キャラクターがモデルのようにキメ顔をする表紙や扉絵とは違い、『SLAM DUNK』のカラーに登場する人物たちはスナップ写真のように自然体です。試合ならではのライブ感ある動きと表情が細やかに描かれているのも、ひとつの特徴ですが、それをさらにドラマティックに演出しているのは絵画表現によるものと考えられます。
絵画表現とは、文字に頼らず、絵だけで鑑賞者に人物の想いや次の行動を読み取らせるための表現です。赤木キャプテンの勝利を掴みたいという熱い想いをパステル(だと思う)で厚く塗り(25巻表紙)、仙道や牧のしなやかなプレイと余裕さを表すには輪郭線がない水彩画で描く(16巻表紙)など、画材を使い分けています。本編があるのに最大限に装飾して、扉絵や表紙でわざわざ人物の内面やシーンを伝えようとするのは珍しいと思いました。
余談ですが、絵から読み取らせようとする思惑は本編のインターハイ本選 対山王戦のラストも同じです。このシーンでは台詞は出てこず、ルールの注釈もありません。読者はそれまでのストーリーを通じて、桜木と共にバスケを学んでいるため、このラスト47.5秒を一観客として臨めるのです。この山王戦は、スペシャルムービー『47.5秒の奇跡』として会場で流しているので是非見てみてください。
◆アートのように見れて、アートよりもっと身近な漫画
たった4人の作家しかご紹介していませんが、これだけ違う作風に出会うことができました。もちろん描き溜めもあると思いますが、賞味一週間で仕上げていたと考えると、尊敬以外の念が浮かびません。

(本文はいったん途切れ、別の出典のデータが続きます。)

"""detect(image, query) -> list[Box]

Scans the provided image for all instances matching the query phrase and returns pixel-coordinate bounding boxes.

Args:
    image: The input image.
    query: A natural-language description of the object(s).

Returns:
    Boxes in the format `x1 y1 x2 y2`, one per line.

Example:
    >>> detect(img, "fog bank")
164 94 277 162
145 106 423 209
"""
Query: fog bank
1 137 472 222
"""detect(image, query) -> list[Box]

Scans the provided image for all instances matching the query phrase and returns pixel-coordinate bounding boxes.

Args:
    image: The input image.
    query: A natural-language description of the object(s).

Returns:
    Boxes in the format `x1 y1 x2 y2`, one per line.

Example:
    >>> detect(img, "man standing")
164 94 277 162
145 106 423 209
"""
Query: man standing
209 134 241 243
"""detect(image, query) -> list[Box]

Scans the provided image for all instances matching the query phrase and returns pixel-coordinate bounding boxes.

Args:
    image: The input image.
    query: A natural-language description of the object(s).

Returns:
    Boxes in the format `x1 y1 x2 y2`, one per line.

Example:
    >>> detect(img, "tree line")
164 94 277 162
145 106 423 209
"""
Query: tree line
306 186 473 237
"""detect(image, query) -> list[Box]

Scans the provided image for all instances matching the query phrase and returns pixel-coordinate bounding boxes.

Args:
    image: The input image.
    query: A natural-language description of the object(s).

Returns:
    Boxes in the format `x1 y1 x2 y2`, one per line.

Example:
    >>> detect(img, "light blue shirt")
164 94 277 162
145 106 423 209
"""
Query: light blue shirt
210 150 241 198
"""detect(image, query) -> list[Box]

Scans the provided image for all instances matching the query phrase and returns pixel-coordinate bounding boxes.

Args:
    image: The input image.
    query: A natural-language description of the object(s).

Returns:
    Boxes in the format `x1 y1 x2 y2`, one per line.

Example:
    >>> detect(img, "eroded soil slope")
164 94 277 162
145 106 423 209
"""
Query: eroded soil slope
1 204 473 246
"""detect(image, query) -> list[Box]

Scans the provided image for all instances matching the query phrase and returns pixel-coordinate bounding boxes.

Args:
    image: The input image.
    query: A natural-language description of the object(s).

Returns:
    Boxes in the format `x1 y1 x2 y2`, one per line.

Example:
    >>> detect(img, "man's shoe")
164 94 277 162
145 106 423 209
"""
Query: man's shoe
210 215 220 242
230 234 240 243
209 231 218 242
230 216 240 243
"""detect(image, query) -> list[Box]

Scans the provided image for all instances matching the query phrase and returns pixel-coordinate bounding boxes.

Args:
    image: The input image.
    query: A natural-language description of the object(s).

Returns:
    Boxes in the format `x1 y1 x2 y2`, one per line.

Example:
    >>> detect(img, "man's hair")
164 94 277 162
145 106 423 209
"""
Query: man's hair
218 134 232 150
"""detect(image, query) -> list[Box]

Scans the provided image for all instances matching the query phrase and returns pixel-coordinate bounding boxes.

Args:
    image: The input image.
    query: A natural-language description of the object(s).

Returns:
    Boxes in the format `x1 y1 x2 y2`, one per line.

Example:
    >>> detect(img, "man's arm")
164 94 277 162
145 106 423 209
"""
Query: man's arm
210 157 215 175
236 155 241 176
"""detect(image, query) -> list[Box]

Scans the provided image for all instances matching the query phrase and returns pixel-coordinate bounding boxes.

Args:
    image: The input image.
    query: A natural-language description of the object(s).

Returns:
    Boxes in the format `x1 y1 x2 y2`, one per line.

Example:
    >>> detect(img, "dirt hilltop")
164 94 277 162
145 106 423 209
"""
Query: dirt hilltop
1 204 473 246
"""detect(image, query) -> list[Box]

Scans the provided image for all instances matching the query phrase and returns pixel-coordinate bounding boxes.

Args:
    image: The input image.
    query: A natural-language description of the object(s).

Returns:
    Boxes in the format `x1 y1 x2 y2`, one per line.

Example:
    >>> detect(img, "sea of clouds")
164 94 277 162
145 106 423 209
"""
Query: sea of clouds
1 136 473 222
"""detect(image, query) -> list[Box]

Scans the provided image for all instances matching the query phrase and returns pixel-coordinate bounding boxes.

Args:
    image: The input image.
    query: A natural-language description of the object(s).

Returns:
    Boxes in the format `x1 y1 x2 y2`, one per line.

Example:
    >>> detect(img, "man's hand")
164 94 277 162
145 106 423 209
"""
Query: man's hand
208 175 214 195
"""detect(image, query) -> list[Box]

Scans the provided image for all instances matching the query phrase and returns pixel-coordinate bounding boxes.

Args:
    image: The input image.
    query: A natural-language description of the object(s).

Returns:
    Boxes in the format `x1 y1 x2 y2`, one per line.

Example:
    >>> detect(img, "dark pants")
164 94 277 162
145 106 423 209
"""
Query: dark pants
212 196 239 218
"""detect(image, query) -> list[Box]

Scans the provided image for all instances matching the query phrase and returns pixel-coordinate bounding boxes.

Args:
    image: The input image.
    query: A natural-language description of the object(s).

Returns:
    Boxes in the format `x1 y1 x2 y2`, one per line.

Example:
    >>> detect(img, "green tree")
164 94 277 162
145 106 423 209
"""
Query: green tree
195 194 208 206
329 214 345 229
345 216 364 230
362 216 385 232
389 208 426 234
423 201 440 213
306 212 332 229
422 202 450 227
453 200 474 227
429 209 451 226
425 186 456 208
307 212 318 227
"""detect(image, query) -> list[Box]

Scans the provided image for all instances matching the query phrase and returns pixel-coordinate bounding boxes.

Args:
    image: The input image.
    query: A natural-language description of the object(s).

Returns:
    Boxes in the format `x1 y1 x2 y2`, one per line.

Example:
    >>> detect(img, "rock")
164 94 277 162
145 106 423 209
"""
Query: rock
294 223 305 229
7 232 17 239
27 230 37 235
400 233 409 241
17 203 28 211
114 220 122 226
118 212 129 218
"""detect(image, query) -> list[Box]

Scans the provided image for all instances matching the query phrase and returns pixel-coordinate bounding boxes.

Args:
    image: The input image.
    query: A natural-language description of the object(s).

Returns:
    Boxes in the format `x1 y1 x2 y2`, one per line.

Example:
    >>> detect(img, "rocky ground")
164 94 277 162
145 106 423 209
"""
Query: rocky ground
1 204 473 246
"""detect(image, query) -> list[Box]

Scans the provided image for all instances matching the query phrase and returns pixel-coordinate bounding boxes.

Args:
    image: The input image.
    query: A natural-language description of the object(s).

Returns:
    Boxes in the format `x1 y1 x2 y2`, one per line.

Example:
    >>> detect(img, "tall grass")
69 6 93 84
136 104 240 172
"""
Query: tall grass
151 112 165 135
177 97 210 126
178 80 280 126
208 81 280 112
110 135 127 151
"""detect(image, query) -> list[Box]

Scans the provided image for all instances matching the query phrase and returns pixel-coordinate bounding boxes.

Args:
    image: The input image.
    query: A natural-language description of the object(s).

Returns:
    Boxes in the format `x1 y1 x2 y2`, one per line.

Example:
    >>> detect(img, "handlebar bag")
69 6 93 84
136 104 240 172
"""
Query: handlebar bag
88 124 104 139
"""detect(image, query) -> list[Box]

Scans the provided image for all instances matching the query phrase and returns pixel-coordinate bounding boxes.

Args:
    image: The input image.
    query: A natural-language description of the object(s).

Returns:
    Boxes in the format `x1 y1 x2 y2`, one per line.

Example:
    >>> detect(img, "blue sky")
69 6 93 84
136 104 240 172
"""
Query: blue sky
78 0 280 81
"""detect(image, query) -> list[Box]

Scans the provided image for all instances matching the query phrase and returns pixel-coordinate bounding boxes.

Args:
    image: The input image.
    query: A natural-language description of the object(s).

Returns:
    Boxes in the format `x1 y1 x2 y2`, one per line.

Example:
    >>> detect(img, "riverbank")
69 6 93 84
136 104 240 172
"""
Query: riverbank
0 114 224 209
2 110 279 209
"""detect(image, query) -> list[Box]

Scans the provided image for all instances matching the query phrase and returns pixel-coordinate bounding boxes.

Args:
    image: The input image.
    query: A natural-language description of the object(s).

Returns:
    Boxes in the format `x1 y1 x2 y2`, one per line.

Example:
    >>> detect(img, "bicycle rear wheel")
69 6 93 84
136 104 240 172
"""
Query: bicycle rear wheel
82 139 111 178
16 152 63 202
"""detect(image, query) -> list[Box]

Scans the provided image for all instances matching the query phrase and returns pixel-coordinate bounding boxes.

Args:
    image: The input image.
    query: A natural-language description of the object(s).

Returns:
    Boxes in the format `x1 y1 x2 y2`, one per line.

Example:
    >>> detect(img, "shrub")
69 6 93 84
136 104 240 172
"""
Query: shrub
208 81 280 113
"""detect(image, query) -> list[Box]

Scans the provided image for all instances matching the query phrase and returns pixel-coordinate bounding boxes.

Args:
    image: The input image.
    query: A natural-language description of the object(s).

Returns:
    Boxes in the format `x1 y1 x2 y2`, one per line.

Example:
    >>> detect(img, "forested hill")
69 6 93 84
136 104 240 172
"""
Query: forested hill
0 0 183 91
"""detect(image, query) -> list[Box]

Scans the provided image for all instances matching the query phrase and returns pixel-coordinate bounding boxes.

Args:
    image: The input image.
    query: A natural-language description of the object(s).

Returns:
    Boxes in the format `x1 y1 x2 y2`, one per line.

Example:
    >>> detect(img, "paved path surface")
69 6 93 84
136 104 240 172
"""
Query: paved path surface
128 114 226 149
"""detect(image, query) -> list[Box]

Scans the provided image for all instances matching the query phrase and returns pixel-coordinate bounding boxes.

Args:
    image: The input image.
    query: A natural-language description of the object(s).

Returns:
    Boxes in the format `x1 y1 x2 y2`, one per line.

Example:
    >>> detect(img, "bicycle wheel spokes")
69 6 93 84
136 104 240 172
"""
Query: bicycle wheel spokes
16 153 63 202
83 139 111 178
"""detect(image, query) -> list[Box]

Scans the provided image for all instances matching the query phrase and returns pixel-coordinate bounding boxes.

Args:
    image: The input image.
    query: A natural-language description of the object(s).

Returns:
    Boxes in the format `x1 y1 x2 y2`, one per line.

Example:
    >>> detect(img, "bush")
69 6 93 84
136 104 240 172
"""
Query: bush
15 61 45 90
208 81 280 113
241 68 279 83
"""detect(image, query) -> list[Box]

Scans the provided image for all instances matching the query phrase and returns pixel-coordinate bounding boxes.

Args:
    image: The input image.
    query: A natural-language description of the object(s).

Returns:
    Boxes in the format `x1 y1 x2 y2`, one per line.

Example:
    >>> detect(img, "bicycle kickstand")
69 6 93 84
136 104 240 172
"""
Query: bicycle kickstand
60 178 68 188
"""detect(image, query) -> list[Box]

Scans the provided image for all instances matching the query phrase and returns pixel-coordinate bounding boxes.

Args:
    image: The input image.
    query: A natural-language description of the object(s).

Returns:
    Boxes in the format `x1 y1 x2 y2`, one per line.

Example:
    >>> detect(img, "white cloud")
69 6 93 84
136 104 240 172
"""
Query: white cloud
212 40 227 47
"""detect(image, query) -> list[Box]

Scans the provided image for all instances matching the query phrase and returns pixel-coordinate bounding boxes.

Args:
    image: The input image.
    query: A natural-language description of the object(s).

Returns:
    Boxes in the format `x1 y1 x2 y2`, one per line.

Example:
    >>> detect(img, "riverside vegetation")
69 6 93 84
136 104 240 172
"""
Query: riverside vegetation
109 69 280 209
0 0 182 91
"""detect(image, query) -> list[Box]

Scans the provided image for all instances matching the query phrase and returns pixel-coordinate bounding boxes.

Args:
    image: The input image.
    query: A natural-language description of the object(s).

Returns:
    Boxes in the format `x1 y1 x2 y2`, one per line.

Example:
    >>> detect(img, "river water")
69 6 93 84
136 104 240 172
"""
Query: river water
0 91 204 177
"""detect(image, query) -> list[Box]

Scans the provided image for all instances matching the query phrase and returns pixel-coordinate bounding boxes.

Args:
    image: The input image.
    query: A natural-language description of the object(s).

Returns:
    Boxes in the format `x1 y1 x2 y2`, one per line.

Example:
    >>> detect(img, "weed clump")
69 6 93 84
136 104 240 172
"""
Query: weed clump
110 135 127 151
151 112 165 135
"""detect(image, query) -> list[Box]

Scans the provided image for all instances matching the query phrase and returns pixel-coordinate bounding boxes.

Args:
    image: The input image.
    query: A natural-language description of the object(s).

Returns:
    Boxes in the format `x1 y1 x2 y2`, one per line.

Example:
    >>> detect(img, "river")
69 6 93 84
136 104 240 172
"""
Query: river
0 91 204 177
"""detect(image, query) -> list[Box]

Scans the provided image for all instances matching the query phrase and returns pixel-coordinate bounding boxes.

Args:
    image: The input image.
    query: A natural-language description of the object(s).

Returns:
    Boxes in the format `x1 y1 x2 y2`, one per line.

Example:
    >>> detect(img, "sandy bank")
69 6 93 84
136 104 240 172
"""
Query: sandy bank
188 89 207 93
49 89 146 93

漫画も絵画も、総合芸術だと考えています。ストーリー、キャラクター(の表情、演技)、構図、色、ロケーション、社会背景などなど。それらが複合的に組み合わさることで、やっと表現できるものなのです。
しかし漫画は起承転結のストーリーが付随し、もっとその世界観に浸かることができます。しかもその作品を手元に置き、気が向いたときに眺められる気軽さは、ファンとしては嬉しい限り。ジャンプに初めて触れた人もこの機会にコミックを手に取ってみてはいかがでしょうか。
今回は90年代をメーンとしたVOL.2でしたが、7月17日からは2000年代掲載漫画をピックアップしたVOL.3が開催されます。2000年代は原作者と作画者が分かれることも多くなり、絵に特化した生原稿を楽しむチャンスが増えるかも!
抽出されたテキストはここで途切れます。